Former bank president Robert Harra Jr., former chief credit officer William North, former chief financial officer David Gibson and former controller Kevyn Rakowski were convicted on charges of fraud, conspiracy and making false statements to federal regulators.
Several of the offenses carry maximum prison terms of 30 years, but it's unclear whether any of the four will spend time behind bars. No sentencing date has been set, and defense attorneys vowed to appeal.
This isn't over yet," said Ken Breen, an attorney for Gibson.
The bank itself reached a $60 million settlement with prosecutors last year just as a trial was set to start. In reaching the settlement, Wilmington Trust did not acknowledge any liability.

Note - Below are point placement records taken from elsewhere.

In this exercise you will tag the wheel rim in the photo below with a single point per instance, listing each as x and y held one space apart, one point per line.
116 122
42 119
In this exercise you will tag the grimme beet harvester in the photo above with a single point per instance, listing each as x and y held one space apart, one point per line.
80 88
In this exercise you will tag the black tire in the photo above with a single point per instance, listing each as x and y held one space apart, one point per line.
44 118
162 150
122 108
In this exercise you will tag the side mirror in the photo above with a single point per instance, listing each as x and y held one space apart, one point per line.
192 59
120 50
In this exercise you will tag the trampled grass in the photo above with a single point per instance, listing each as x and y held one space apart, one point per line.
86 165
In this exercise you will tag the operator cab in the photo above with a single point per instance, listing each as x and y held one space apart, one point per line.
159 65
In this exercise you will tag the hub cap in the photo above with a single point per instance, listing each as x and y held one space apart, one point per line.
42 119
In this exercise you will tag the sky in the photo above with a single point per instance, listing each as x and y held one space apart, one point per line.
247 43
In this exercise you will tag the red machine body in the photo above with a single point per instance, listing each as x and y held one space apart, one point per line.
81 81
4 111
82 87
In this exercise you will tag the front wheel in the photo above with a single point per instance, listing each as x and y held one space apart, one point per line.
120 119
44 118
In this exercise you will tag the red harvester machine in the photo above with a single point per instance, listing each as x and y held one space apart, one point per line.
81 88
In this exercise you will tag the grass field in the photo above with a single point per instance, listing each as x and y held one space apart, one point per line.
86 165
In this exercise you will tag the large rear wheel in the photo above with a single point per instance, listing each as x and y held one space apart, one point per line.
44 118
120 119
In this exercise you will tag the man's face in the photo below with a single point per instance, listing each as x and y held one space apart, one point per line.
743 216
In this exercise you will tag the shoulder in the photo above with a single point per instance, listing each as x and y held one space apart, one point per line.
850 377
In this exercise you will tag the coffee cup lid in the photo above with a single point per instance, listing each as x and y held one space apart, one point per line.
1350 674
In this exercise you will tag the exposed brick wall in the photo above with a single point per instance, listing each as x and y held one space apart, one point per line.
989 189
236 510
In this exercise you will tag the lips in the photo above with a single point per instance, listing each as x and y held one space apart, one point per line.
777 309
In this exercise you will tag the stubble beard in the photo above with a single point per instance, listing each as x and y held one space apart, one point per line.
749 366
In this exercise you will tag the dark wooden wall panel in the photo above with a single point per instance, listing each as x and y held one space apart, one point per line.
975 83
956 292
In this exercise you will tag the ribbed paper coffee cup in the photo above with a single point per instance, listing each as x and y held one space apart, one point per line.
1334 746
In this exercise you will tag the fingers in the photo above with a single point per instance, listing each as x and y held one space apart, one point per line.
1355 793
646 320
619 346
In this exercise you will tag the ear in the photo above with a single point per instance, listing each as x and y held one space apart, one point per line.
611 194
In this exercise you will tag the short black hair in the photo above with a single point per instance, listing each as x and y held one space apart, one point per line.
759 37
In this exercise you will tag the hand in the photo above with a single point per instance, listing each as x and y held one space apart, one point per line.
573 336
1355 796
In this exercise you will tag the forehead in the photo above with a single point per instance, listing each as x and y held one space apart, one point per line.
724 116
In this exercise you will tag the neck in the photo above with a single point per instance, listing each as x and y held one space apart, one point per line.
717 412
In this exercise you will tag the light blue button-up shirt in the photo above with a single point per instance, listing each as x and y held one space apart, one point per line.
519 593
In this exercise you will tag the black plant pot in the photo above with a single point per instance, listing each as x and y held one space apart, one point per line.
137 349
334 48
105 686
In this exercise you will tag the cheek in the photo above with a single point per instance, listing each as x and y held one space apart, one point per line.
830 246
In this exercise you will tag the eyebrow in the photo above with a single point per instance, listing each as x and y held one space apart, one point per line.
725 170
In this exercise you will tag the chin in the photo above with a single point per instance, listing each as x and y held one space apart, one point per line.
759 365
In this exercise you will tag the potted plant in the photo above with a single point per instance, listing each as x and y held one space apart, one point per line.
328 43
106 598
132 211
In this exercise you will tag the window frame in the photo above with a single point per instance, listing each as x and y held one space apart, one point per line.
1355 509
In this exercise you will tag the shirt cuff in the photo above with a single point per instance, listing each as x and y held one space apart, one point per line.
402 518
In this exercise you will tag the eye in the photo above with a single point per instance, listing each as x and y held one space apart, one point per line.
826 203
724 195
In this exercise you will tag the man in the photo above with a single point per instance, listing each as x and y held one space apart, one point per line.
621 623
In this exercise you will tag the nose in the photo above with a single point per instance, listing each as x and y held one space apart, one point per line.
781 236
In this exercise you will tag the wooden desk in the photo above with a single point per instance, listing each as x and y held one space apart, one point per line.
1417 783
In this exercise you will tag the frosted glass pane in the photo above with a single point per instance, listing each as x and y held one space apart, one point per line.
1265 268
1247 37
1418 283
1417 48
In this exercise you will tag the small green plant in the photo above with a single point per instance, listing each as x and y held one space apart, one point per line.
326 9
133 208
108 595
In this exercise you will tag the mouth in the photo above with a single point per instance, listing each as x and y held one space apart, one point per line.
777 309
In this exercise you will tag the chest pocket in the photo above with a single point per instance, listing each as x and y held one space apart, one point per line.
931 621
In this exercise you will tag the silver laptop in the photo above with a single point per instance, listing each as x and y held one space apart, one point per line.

Prosecutors alleged that in the wake of the 2008 financial crisis, bank executives misled regulators and investors about Wilmington Trust's massive amount of past-due commercial real estate loans before the bank was hastily sold in 2011 while bordering on collapse. Founded by members of the DuPont family in 1903, the bank imploded despite receiving $330 million from the federal government's Troubled Asset Relief Program.
"It was the gold standard for many number of years in the state of Delaware, and its demise was a significant development in this community," said U.S. Attorney David Weiss.
"The defendants were a victim of their own arrogance," Weiss added.
Weiss said the defendants recklessly loaned money to a small group of developers, mostly for projects in central and southern Delaware, then hid the truth when the loans became past due and weren't paid.
Instead of reporting the true amount of past due loans, bank officials "waived" millions of dollars in matured loans from reporting requirements if the loans were designated as "current for interest" and in the process of being extended, even if the necessary paperwork had not been done.
To ensure that loans that were well past the date for repayment were current for interest and thus purportedly exempt from reporting requirements, the bank lent even more money to struggling developers just so they could make the interest payments on the underlying loans.
"That's the bank paying itself," prosecutor Jamie McCall told jurors.
Before the fire sale to M&T Bank, Wilmington Trust raised $287 million in a 2010 stock offering, intended in part to help repay the TARP funds, while concealing the truth about its shaky financial condition from investors, prosecutors said.
"The public has an absolute right to know how these financial institutions are keeping score.... The jury understood this," Weiss said. "They've got car loans. They've got mortgages. They've got credit cards. There are no extensions when your bill comes due, there's no waiver. You pay it off or the bank comes to see you about what you owe."
Prosecutors said Wilmington Trust officials deliberately concealed the quantity of past due loans on their books from October 2009 through November 2010, failing to disclose the waiver practice to regulators, even after federal officials found serious problems during a 2009 examination. The examination resulted in a memorandum of understanding in October 2009 requiring the bank, among other obligations, to submit past-due loan information monthly, instead of quarterly.
In the fourth quarter of 2009, Wilmington Trust officials reported only $10.8 million in commercial loans as 90 days or more past due, concealing more than $316 million in past due loans subject to the waiver practice, according to prosecutors.
Defense attorneys argued that their clients did nothing wrong and that they acted transparently while trying to steer the bank through difficult times. They repeatedly attacked the credibility of a key government witness, former Wilmington Trust loan official Joseph Terranova, portraying him as a "serial liar" out to save his own skin.
"We are stunned by the jury's decision in this case," attorneys for Harra said in a prepared statement. "The simple fact is that our client is an honorable man who never in his life thought about committing a crime."
Terranova and two other former Wilmington Trust officers, Delaware Market Officer Brian Bailey and loan officer Peter Hayes, have pleaded guilty and are awaiting sentencing.
Two other co-conspirators already have been sentenced. James Ladio, former CEO of MidCoast Community Bank, was sentenced to two years in prison and ordered to pay $700,000 restitution. Businessman Salvatore Leone was sentenced to a year and a day in prison and ordered to pay $784,000.